On May 27, the Illinois House passed legislation, SB315, which would require frontier artificial intelligence companies such as OpenAI and Anthropic to create, publish and annually update internal policy frameworks to ensure that the AI models they build are safe and avoid severe or catastrophic risks. Importantly, the bill also mandates that the frameworks developed by AI companies be audited annually by an independent third party to ensure compliance with the requirements in the bill — a first for AI legislation anywhere in the country.
This may be good in theory, but there’s a major problem: No infrastructure currently exists, in Illinois or anywhere else, to credibly and reliably conduct the type of independent audits required under the legislation. There are no licensing requirements, no certification criteria and no broadly recognized oversight standards for third parties to perform AI compliance audits. Without a clear and trusted evaluation framework, the required third-party audits would create inconsistent and even meaningless evaluations, along with enormous uncertainty among AI companies, rather than enhancing consumer protection and AI safety.
More fundamentally, SB315 is the latest example of why America needs consistent national guardrails to govern the development of AI. Indeed, in an interview with NBC News, the bill’s lead sponsor in the Illinois House, Democratic Rep. Daniel Didech, stated: “The states shouldn’t be doing this. The best way to regulate these types of catastrophic risks would be a federal approach.”
He’s exactly right. A complex patchwork of 50 competing and inconsistent state frameworks of conflicting definitions, limitations and requirements is not only immensely difficult for AI developers and businesses using AI to navigate; it’s also a recipe for mass confusion, compliance errors and regulatory opportunism — all of which is inherently dangerous.
According to MultiState, which tracks state and local AI legislation, 1,200 bills were introduced across all 50 states in 2025. As of this March, state lawmakers in 45 states had introduced 1,561 AI-related bills. If the goal is to ensure the safe development of AI, legislative chaos by states is not the answer.
During the debate over the “One Big Beautiful Bill” last summer, Congress considered a provision that would have prohibited states from “limiting, restricting, or otherwise regulating artificial intelligence models, artificial intelligence systems, or automated decision systems entered into interstate commerce” for 10 years. Sen. Ted Cruz, R-Texas, chairman of the Senate Commerce, Science, and Transportation Committee and a proponent of the moratorium, argued that state regulation of AI is a threat to the continued development of AI and to U.S. technological leadership.
Other members of Congress objected to the provision. On June 3, 2025, then-Rep. Marjorie Taylor Greene, R-Georgia, posted on X that the proposed moratorium on state regulation “is a violation of state rights” and that giving the development of AI “free rein and tying states hands is potentially dangerous.”
America needs a consistent national approach to AI regulation for the reasons identified by Cruz and Greene. AI is, indeed, a transformational technology, and America must remain the world’s AI leader. And AI must be developed safely, which requires clear and consistent national standards and guardrails.

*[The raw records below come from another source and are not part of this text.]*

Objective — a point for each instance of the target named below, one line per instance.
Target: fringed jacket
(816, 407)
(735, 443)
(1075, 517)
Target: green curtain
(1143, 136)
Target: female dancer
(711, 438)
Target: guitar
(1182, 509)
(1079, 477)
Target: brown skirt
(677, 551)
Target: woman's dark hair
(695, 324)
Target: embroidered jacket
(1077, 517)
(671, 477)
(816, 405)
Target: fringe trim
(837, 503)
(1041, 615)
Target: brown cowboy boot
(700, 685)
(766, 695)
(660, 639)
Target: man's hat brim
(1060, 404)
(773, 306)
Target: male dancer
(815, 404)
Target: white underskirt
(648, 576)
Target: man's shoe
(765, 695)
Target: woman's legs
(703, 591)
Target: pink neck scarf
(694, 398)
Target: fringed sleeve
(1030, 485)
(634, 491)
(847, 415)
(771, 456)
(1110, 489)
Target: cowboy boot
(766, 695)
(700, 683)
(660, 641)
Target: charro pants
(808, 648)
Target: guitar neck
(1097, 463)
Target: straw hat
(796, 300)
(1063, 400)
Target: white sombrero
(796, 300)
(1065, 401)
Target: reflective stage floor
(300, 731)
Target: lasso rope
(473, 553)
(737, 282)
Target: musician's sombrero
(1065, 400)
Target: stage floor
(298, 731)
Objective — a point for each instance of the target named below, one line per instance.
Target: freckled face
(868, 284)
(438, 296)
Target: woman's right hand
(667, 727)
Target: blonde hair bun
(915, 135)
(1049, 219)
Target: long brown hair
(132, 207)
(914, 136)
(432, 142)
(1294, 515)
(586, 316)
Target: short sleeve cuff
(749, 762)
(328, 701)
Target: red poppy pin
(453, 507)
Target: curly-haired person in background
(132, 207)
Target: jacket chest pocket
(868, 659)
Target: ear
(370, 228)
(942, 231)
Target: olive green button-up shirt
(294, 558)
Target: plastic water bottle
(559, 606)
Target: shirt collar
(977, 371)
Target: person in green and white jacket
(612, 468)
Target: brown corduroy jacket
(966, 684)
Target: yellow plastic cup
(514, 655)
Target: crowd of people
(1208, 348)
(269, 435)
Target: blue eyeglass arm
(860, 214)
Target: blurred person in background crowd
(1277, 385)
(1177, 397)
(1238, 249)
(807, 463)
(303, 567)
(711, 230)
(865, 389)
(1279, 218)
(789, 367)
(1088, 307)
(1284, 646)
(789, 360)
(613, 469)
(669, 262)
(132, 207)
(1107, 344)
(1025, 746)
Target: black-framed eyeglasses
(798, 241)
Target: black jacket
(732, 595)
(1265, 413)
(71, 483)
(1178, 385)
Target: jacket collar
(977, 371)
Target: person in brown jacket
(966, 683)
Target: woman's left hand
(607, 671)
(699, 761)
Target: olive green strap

The work to establish national AI standards began under the previous administration. In October 2022, the White House Office of Science and Technology Policy released a “Blueprint for an AI Bill Of Rights.” In January 2023, the National Institute of Standards and Technology released an AI Risk Management Framework. In April 2023, the National Telecommunications and Information Administration of the Commerce Department requested public comment regarding AI accountability measures and policies. On Oct. 30, 2023, President Joe Biden issued an executive order titled “Safe, Secure, and Trustworthy Development and Use of Artificial Intelligence.”
President Donald Trump issued his own executive order on AI in January 2025. Last week, the president signed a second AI executive order that asks technology companies to voluntarily provide federal government officials access to new AI models for a 30-day review period before releasing the models to the public.
Both chambers of Congress have also been active. In May 2024, the bipartisan U.S. Senate AI Working Group released a report outlining its priorities and recommendations for regulating AI. In December 2024, the House Bipartisan Task Force on AI released its own report with recommendations to ensure the U.S. remains the world leader in responsible development.
And legislation to implement federal guidance is already being prepared. On Sept. 10, Cruz introduced a new legislative framework, as well as a bill that would create a regulatory “sandbox” for AI developers. In the House, Rep. Jay Obernolte of California, the Republican co-chair of the House Bipartisan Task Force, is currently working on his own bill to codify recommendations from the Bipartisan Task Force, and to establish guidelines for state and federal regulations.
The work to establish a consistent federal approach to AI regulation is bipartisan and spans successive administrations and Congresses. A coherent national policy framework will permit the continued development and implementation of AI, while also avoiding the inherently dangerous policy complexity, uncertainty and confusion of an uncoordinated state-based approach.
In doing so, a national AI framework will also promote public confidence in the safe development of AI, which, at the end of the day, is the essential context for realizing the full potential of this truly historic and transformative technology.
John R. Dearie is president of the Center for American Entrepreneurship in Washington.